- Created on Wednesday, 01 September 2010 00:00
- Written by Joseph Taylor
Rounder Records 116613284-2
John Mellencamp’s new disc takes such an honest stand against the mechanization and digitizing of modern music that it makes recent discs by most other pop musicians sound contrived. The funk and fire of American music history flows through it, but I’ve long felt that was true of Mellencamp’s records. No Better Than This sounds like an old Gibson acoustic or National steel guitar that has gotten richer and more complex with age.
Mellencamp and T Bone Burnett, who produced the singer’s last disc, Life Death Love and Freedom (2008), traveled through the South looking for landmark locations where they could record the 13 songs Mellencamp had written. They stopped at the First African Baptist Church in Savannah, Georgia, the oldest African-American church in North America, then went to Sun Studios in Memphis, and wound things up at rooms 413 and 414 in the Gunter Hotel in San Antonio, where Robert Johnson and his producer, Don Law, recorded more than 70 years ago. Mellencamp brought some of his band members, a 1955 Ampex 601 mono tape recorder, and an RCA ribbon microphone.
Burnett brought his own talents to the sessions and enlisted the aid of a few other musicians. Most of the tunes on No Better Than This are built around simple arrangements for four or five instruments, sometimes fewer than that. "Save Some Time to Dream" uses two guitars, an acoustic bass, and very simple percussion. Mellencamp sings "Right Behind Me" with just an acoustic guitar and violin backing him. It’s a pleasure to hear musicians playing well, without effects, and closely paying attention to the singer and responding to what he’s doing.
"No One Cares About Me" and "Coming Down the Road" have so much of the recording feel of vintage country songs that they sound like distant echoes. "Easter Eve" is like an old folk song, and the tale it tells is as sharply detailed as a short story. It contains some of Mellencamp’s best lyrics, and the musicians give him beautiful, simple support. The players here, among them guitarists Marc Ribot, Burnett, and Andy York, along with bassist Jay Bellerose and violinist Miriam Sturm, have a firm grasp on the genres into which Mellencamp taps, but the music never feels old, just real and genuine.

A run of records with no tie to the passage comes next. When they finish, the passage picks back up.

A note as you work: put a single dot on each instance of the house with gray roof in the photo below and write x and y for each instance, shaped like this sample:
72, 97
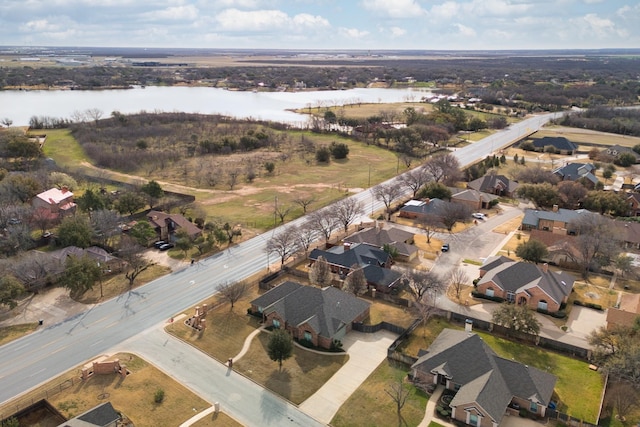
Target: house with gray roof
488, 386
316, 315
524, 283
561, 145
577, 171
498, 185
375, 263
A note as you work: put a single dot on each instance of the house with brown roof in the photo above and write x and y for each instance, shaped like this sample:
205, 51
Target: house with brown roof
523, 283
488, 387
55, 202
317, 315
167, 224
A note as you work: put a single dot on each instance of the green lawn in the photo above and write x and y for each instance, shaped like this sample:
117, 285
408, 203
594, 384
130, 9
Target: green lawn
370, 405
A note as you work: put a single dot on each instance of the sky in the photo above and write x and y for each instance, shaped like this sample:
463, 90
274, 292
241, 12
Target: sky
324, 24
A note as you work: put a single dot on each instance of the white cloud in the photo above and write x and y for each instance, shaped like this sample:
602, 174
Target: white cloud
394, 8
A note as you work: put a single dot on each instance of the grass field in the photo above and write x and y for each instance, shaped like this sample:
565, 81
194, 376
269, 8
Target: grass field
370, 405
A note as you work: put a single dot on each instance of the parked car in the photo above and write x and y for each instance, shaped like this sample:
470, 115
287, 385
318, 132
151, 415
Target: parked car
166, 246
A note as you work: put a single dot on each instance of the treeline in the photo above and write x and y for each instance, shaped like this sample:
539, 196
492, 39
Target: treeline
623, 121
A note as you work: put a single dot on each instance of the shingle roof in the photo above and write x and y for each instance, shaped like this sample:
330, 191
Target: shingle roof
326, 310
485, 378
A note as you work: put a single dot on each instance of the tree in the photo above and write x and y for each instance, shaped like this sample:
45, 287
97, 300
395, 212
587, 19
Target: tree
129, 202
154, 192
532, 251
457, 279
80, 274
75, 231
284, 243
386, 193
516, 318
346, 211
320, 273
280, 346
355, 282
10, 290
232, 292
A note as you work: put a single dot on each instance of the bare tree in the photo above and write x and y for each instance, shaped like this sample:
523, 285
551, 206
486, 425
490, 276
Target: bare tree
355, 282
284, 243
320, 273
304, 202
346, 211
415, 179
457, 279
232, 292
387, 193
323, 222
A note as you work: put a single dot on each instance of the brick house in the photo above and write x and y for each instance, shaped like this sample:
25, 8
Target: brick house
488, 386
523, 283
317, 315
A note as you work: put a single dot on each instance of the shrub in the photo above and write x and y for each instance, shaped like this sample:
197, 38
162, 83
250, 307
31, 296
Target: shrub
158, 397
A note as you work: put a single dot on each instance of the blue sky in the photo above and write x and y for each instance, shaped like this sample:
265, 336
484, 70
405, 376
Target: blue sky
324, 24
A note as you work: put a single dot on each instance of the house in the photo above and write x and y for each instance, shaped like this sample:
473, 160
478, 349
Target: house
375, 263
488, 386
616, 150
167, 224
55, 202
103, 415
577, 171
626, 314
561, 144
317, 315
379, 237
525, 283
474, 199
498, 185
421, 209
557, 220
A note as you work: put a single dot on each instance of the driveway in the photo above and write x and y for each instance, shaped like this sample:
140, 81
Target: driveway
366, 352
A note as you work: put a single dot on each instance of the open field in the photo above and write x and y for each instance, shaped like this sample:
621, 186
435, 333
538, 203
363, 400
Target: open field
371, 406
133, 396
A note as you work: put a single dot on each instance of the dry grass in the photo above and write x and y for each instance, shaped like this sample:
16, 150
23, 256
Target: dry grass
370, 405
301, 376
133, 396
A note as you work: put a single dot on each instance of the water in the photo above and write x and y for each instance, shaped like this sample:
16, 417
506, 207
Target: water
20, 106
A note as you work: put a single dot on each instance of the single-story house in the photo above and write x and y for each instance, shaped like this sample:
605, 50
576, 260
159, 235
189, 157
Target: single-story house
56, 202
557, 220
167, 224
103, 415
576, 171
626, 313
487, 386
561, 144
474, 199
498, 185
394, 237
317, 315
525, 283
375, 263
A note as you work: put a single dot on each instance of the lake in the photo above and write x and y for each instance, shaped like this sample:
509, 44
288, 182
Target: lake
20, 106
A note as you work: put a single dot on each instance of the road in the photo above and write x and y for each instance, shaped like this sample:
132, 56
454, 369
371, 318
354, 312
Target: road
33, 359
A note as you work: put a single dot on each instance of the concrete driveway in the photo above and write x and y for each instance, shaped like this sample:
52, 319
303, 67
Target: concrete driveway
366, 352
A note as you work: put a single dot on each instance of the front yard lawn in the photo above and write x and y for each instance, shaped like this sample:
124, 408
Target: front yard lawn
370, 405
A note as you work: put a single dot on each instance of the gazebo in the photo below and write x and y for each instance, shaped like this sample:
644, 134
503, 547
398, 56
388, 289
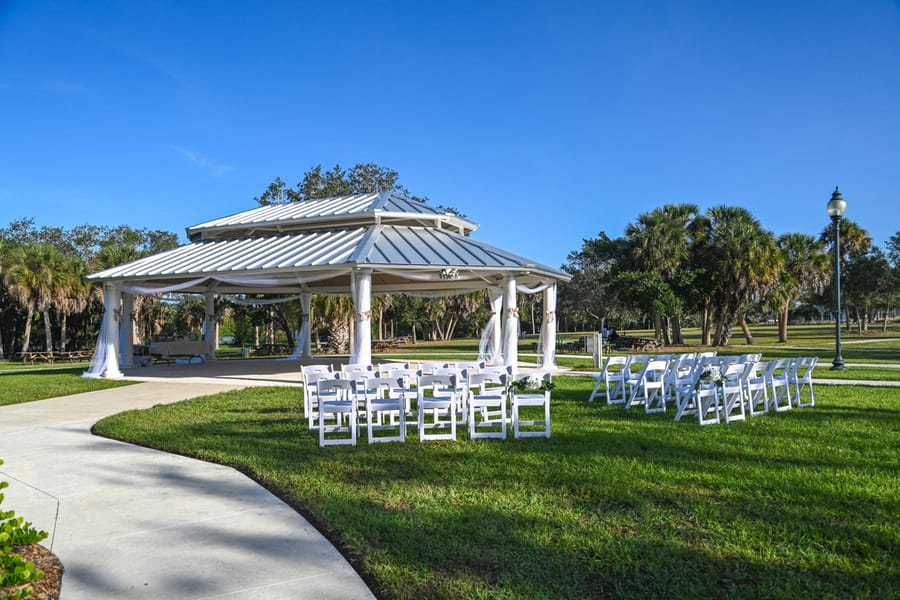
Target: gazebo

I don’t want to push too hard for a disc that in some ways seems modest in its methods and intent. It would be easy to take the distorted tube amps and slapback reverb on "Coming Down the Road" for artifice, but Mellencamp and the other musicians on the disc play with a conviction and freshness that makes it all sound genuine. Still, only music critics and purists -- not the average kid with an iPod -- are likely to be impressed by the attention to detail. In a time of economic difficulty, Mellencamp has reached back to the Great Depression and found the reassurance of tradition and folk wisdom. When I reviewed Life Death Love and Freedom two years ago, I called it a masterpiece. To my surprise and delight, Mellencamp has topped it.